Whenever I think of something I might have to deal with, I write it down on one of these squares. The sheets alternate yellow and hot pink, so my inbox always looks like a tropical salad.
Every few days I process these little notes, which means I look at what I’ve written and decide what to do about it. Sometimes I neglect this duty for a while, and end up with a week’s worth (or two) of sticky notes.
I end up throwing most of them right into the recycling bin, because when it comes time to look at it, the thing I wrote down is no longer relevant, or I’ve already done it, or I don’t feel like anything has to be done about it.
Yet almost all of those notes were scrawled in a moment when I felt some kind of urgency or worry about something, as if my life was suddenly becoming more difficult. I have to ______! I need a new ______! What am I going to do about _____?!
We have these kinds of moments all the time. Things are going fine, and then they’re not, because you think of something you might have to deal with. The moment goes a bit dark. You wish you hadn’t thought of it. Another thing on your plate.
Problems emerge like that: a mental tapping on the shoulder, and a darkening of the emotions. I’ve become really interested in the exact moment this reaction happens, and watching what physical feelings creep in. It almost always does something to the body: the jaw hardens, the skin flushes, or a pit grows below the ribcage.
In those moments, it can be easy to forget (assuming you realize this in the first place) that most of these apparent problems will never have to be solved. They’ll never ripen into real-life dilemmas that require anything difficult from you. Chances are they’ll be sticky notes in the bin at the end of the week (if you’re organized enough to write them down.)
Over and over and over in my life, things that I think will be a big problem turn out not to be. Something else happens instead. Or, a moment I’m dreading comes and goes and it’s not that bad.
Most of the time, the only difficulty posed by a problem is dealing with the moment in which it occurs to you that you might have a problem. After watching thousands of my worries go straight to the bin, I’m getting better at noticing the “shoulder tap” when it happens, and reminding myself that this problem probably isn’t a problem.
Most problems never become real-life dilemmas for a very simple reason. Our minds work many times faster than real life does. In a single minute, your thoughts can jump between a dozen or more concerns:
- The car is making a weird noise. I think.

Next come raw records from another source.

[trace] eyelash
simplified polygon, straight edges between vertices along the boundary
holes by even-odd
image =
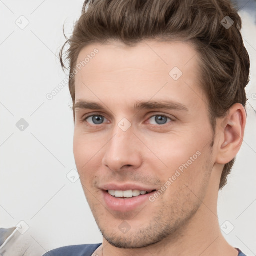
[[[86,118],[84,118],[82,119],[82,122],[86,122],[86,120],[88,119],[89,118],[91,118],[92,116],[103,116],[104,118],[106,119],[102,114],[100,114],[100,113],[93,113],[92,114],[90,114],[90,116],[86,116]],[[167,125],[168,124],[170,124],[170,122],[172,123],[172,122],[173,122],[174,121],[174,120],[170,118],[170,116],[166,116],[165,114],[154,114],[153,116],[150,116],[148,119],[148,120],[150,120],[150,119],[151,119],[152,118],[154,117],[154,116],[163,116],[163,117],[164,117],[164,118],[168,118],[170,120],[170,122],[169,122],[168,123],[166,123],[166,124],[152,124],[153,126],[164,126],[166,125]],[[88,124],[88,126],[100,126],[100,124]]]

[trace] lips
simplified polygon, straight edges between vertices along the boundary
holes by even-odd
[[[126,212],[136,210],[137,208],[142,207],[150,202],[149,197],[156,191],[154,188],[146,187],[143,186],[134,184],[126,184],[118,185],[116,184],[109,184],[102,186],[102,197],[106,206],[110,210],[114,212]],[[109,193],[115,193],[115,196],[112,196]],[[135,190],[135,191],[134,191]],[[140,196],[133,196],[133,192],[135,194],[140,192]],[[132,196],[130,197],[131,192]],[[142,194],[141,194],[142,192]],[[122,194],[122,192],[123,193]],[[116,197],[117,196],[117,197]],[[124,196],[126,196],[126,197]]]

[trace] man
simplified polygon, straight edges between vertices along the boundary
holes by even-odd
[[[241,24],[227,0],[86,0],[74,151],[103,242],[46,255],[244,255],[217,212],[246,123]]]

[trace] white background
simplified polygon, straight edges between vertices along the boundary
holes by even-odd
[[[24,220],[44,253],[102,242],[80,180],[66,176],[76,168],[68,86],[52,100],[46,98],[68,74],[58,59],[62,28],[65,22],[70,36],[83,2],[0,1],[0,228]],[[255,70],[255,12],[250,18],[246,10],[240,12],[242,34]],[[21,16],[30,22],[24,30],[16,24]],[[244,142],[218,204],[220,224],[228,220],[234,226],[225,237],[248,256],[256,255],[256,82],[252,72]],[[16,126],[21,118],[29,124],[24,132]]]

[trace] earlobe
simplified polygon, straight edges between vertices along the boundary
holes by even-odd
[[[220,120],[218,132],[219,141],[216,162],[226,164],[234,158],[242,143],[246,124],[246,113],[244,106],[237,103],[232,106],[228,114]]]

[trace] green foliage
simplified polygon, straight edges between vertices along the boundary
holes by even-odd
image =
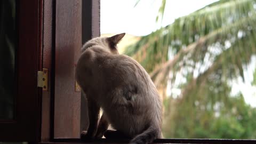
[[[228,83],[244,79],[256,54],[255,6],[256,0],[219,1],[126,49],[157,87],[170,79],[181,90],[164,100],[166,138],[256,139],[256,109],[242,94],[231,95]]]

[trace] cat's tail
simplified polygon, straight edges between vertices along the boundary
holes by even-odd
[[[147,144],[152,142],[155,139],[161,138],[161,132],[159,129],[152,125],[142,133],[132,139],[129,144]]]

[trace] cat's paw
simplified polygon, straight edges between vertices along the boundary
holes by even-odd
[[[93,139],[93,137],[91,134],[89,134],[86,131],[83,131],[80,135],[80,138],[82,141],[90,141]]]

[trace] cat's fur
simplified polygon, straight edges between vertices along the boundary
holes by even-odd
[[[124,35],[94,38],[82,47],[76,78],[86,95],[90,119],[82,138],[101,138],[109,124],[131,138],[130,143],[161,138],[161,99],[144,68],[119,54],[116,45]],[[103,114],[98,126],[100,108]]]

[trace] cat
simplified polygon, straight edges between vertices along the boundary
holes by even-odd
[[[76,79],[86,95],[90,124],[82,139],[114,134],[140,144],[162,138],[161,99],[145,69],[119,54],[117,44],[125,35],[94,38],[83,46]],[[109,124],[116,131],[107,130]]]

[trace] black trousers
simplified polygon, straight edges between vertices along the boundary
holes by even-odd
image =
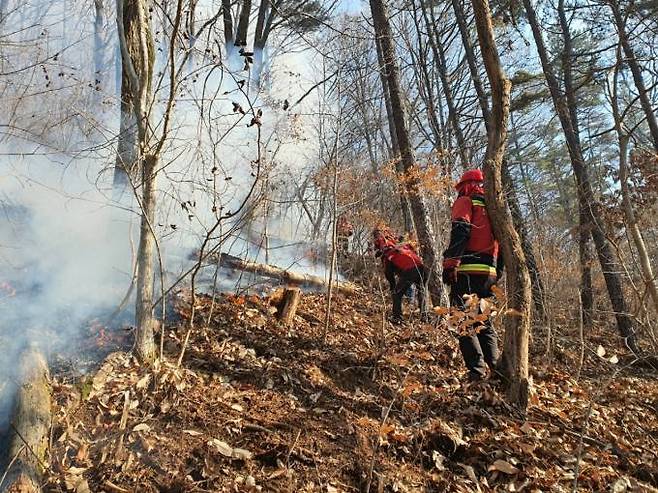
[[[416,297],[418,298],[418,308],[421,316],[427,315],[425,304],[425,292],[427,290],[428,272],[425,267],[415,267],[413,269],[402,271],[395,283],[393,289],[393,317],[402,317],[402,298],[412,285],[416,285]]]
[[[458,274],[457,282],[450,290],[450,305],[464,309],[465,294],[476,294],[478,298],[489,298],[491,286],[495,283],[492,277],[482,275]],[[491,320],[473,326],[468,335],[459,337],[464,363],[473,376],[483,377],[487,366],[492,370],[498,362],[498,336],[491,325]]]

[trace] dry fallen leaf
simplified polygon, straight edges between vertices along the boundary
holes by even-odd
[[[500,471],[500,472],[504,472],[505,474],[518,474],[519,472],[521,472],[512,464],[502,459],[498,459],[496,462],[491,464],[489,466],[489,471]]]
[[[253,457],[253,454],[243,448],[234,448],[232,457],[234,459],[248,460]]]
[[[213,438],[212,440],[208,440],[208,445],[215,447],[217,451],[225,457],[233,457],[233,447],[226,442]]]

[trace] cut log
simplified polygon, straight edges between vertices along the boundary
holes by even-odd
[[[8,461],[11,468],[2,493],[40,492],[50,431],[50,379],[43,355],[30,347],[18,363],[20,386],[9,432]]]
[[[277,318],[284,324],[290,325],[297,313],[299,300],[302,298],[302,290],[297,287],[286,288],[279,302]]]
[[[277,279],[286,284],[293,286],[314,286],[325,287],[328,281],[323,277],[313,276],[311,274],[299,274],[289,270],[281,269],[273,265],[260,264],[258,262],[251,262],[243,260],[233,255],[226,253],[220,254],[219,265],[229,269],[243,270],[245,272],[253,272],[259,276],[268,277],[270,279]],[[346,281],[334,281],[334,288],[344,293],[354,294],[360,291],[359,286],[354,283]]]

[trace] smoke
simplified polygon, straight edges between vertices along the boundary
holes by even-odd
[[[93,9],[68,7],[64,0],[29,1],[19,16],[10,2],[12,43],[0,43],[14,69],[0,81],[12,109],[1,122],[0,283],[17,290],[13,301],[5,300],[12,308],[0,322],[0,337],[16,347],[38,343],[46,352],[65,347],[87,320],[117,306],[132,277],[130,245],[136,248],[140,212],[135,200],[110,199],[119,120],[113,13],[105,12],[99,42]],[[156,48],[165,51],[162,41]],[[211,245],[222,240],[224,252],[321,275],[324,266],[300,241],[306,226],[298,210],[271,206],[253,214],[258,220],[242,221],[255,199],[269,193],[258,184],[249,195],[257,172],[275,183],[291,170],[299,174],[315,154],[303,117],[283,109],[312,80],[308,54],[278,60],[267,90],[258,92],[248,73],[226,72],[204,48],[196,40],[158,178],[154,226],[167,282],[189,267],[189,253],[217,214],[236,212],[245,201]],[[157,60],[161,74],[166,57]],[[91,68],[103,63],[101,74]],[[156,128],[167,91],[165,84],[156,96]],[[313,104],[309,97],[299,111]]]

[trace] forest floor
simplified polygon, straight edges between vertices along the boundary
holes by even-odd
[[[324,341],[322,294],[290,328],[271,299],[200,296],[210,323],[176,368],[188,297],[174,364],[114,353],[93,379],[55,377],[46,491],[658,491],[658,379],[616,361],[608,331],[588,334],[578,382],[576,336],[537,349],[521,416],[466,382],[444,328],[383,322],[378,293],[337,295]]]

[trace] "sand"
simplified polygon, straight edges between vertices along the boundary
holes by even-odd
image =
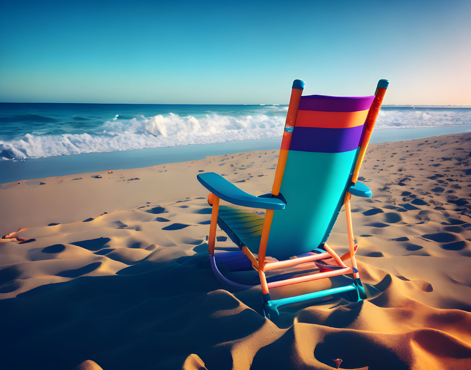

- There was something I was supposed to buy — what was it?
- How will I know whether to do X or Y when the time comes?
- I really need to establish a regular laundry day.
- Oh crap, I have that thing tomorrow, and I hate mingling.
- I have no idea if I’m saving enough for retirement. Probably not.
But one minute of actual life contains a lot less content than that. It doesn’t demand all that rapid gear-shifting. Real life only shows up one moment at a time. One thing on your plate.
Your mind tells you there is a problem whenever it detects a somewhat possible unpleasant future experience, which it can do all day, and it happily will if you don’t call its bluff. Of course there’s an infinite supply of potential disasters. These are just thoughts, but they seem like realities, and any one of them can create an emotional pitfall now no matter what actually happens later.
Each of these apparent problems represents itself as something you will have to act on at some point. Ninety per cent of the time, this is a lie. Thoughts are like little politicians; experts at rhetoric, sensationalism self-preservation, unlimited in number, mostly just noisy and useless but occasionally make important things happen.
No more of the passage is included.